[This venue is now closed]
Acton in West London isn’t a neighbourhood famed for anything much. It’s got good transport links. A short distance from the smart shops of Chiswick and the trendy river front of Richmond. The High Street is en route to either Ealing or Shepherds Bush. Till now Acton’s only claim to fame is that it was my first home.
Nothing much has changed in Acton. The buildings seem a lot smaller and the traffic worse. Not surprising since it’s more than half a century since I visited. No, nothing much has changed – apart from the arrival of a very good Indian bistro. The Bombay Bistro offers a quality of casual dining which is often lacking in your typical London high street. Great food in a comfortable environment. It’s not out to gentrify Acton but merely to help it evolve into a suburb offering a lot more than the banal “Indlish” curries of less adventurous establishments.
Bombay Bistro has one formidable asset and that’s its chef, Bhuwan Bhatt. A look at the menu will be your first introduction to his cuisine and it’s full of innovation. There is so much here that is contemporary and confident as well as being delicious. This restaurant is Bhuwan’s dream and he intends to make his mark in the most positive of fashions.
We embarked on our exploration with one of the most delightful starters I have had in a restaurant of any ethnic persuasion. Halloumi cheese stuffed with a sweet fruit filling, fried and served garnished with a mango and yoghurt sauce. It sounded so unlikely a combination that I was bound to try this on behalf of my dear readers. It’s exceptional. Halloumi isn’t a cheese indigenous to India; the obvious candidate would have been the ubiquitous paneer, appropriate for so many traditional recipes. But the choice of halloumi was courageous and masterful. A noteworthy dish in every regard.
Chicken Tikka is found on the menu of the majority of Indian restaurants and that shouldn’t be a surprise. A Tikka is, after all, just a cube of meat. These are more often presented in the “celebrated” masala sauce, but here chef Bhatt has Basil and Garlic Chicken Tikka as a starter. The juicy chicken is coated with a green marinade of fresh basil with a bite of garlic. Light and full of flavour.
Black Cod is becoming more popular in restaurants of every culinary hue, and Bombay Bistro has Black Cod Steak served on a bed of couscous, bejewelled with a fine dice of red and green peppers. Not a dish that one would expect in your regular curry house. Another indication that this is not your regular curry house. A marvellous presentation of moist fish and well-seasoned grains of couscous.
Sweet Potato & Butternut Squash is an exceptional vegetarian dish. The vegetables are complemented by the rich coconut milk perfumed with curry leaves. This and Dal Panchamitra (5 different lentils cooked with garlic and turmeric), along with some naan bread or rice, would make a delicious vegetarian meal. Both dishes had good flavour notes and agreeable texture.

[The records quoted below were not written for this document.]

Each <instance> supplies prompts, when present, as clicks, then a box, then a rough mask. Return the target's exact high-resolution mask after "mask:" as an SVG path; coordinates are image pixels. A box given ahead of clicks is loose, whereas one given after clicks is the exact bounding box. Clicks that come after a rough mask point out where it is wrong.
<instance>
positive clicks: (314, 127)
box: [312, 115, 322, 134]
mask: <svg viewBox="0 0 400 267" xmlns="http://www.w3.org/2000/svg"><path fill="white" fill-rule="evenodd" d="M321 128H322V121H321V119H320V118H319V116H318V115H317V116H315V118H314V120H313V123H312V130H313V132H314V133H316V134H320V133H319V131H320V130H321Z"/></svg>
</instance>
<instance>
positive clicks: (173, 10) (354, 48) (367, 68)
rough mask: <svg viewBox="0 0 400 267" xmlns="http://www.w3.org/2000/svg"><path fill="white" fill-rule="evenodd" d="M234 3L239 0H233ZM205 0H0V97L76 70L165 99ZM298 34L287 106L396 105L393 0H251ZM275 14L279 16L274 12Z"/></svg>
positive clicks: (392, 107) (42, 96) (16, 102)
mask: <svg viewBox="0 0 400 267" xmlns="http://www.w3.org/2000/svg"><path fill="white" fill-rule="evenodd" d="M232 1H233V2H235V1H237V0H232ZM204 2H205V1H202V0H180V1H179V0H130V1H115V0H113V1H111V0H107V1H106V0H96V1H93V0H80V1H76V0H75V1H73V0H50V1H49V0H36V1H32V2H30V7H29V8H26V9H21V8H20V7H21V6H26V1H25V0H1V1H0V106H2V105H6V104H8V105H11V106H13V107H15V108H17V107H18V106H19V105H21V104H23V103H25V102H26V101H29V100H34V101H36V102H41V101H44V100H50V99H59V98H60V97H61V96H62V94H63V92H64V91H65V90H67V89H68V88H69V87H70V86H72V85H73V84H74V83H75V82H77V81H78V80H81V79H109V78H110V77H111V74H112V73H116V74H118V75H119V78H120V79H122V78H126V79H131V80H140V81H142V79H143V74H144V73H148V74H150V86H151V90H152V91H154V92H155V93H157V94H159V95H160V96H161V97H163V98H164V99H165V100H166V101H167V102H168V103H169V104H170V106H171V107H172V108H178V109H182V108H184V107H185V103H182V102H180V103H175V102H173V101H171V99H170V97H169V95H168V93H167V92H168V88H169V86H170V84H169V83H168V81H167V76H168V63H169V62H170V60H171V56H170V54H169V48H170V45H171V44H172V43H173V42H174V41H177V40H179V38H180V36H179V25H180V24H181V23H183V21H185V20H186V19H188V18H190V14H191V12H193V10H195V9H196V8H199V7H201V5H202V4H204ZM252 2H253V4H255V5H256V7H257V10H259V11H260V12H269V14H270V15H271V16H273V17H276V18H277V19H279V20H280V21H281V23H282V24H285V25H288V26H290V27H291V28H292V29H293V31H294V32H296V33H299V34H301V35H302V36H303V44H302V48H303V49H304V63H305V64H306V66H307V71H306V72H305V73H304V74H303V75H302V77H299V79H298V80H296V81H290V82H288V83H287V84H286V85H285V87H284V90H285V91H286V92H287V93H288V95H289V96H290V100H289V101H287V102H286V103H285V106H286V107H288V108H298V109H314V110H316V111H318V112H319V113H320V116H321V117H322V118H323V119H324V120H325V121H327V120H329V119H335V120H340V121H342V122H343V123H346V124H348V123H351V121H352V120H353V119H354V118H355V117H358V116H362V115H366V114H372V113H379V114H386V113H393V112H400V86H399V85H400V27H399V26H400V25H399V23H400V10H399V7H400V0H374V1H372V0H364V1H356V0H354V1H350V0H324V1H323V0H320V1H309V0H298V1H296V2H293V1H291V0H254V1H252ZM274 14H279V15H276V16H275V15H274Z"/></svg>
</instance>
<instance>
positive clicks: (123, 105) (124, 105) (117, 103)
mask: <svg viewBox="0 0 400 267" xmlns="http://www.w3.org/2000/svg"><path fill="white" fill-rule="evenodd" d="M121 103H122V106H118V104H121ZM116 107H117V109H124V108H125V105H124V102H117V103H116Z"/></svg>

There is a signature dessert at Bombay Bistro. That isn’t usual for UK Indian restaurants. There are seldom any surprises in the sweet department but chef Bhatt has come up with a delightfully original take on Halwa. You would all have tried the original – tempting and sweet and made from carrots. It’s a favourite with me, but Bhuwan presents his guests with Beetroot Halwa and it works! The vegetables retain their attractive deep red colour, the flavour is rich, the texture is moist and light, and it’s a must-try.
Bombay Bistro is great value for money. The quality of food is marvellous and the menu is inspired. Please do visit. Chef Bhuwan Bhatt deserves to have a successful restaurant filled with diners who appreciate thoughtful presentation of fresh ingredients.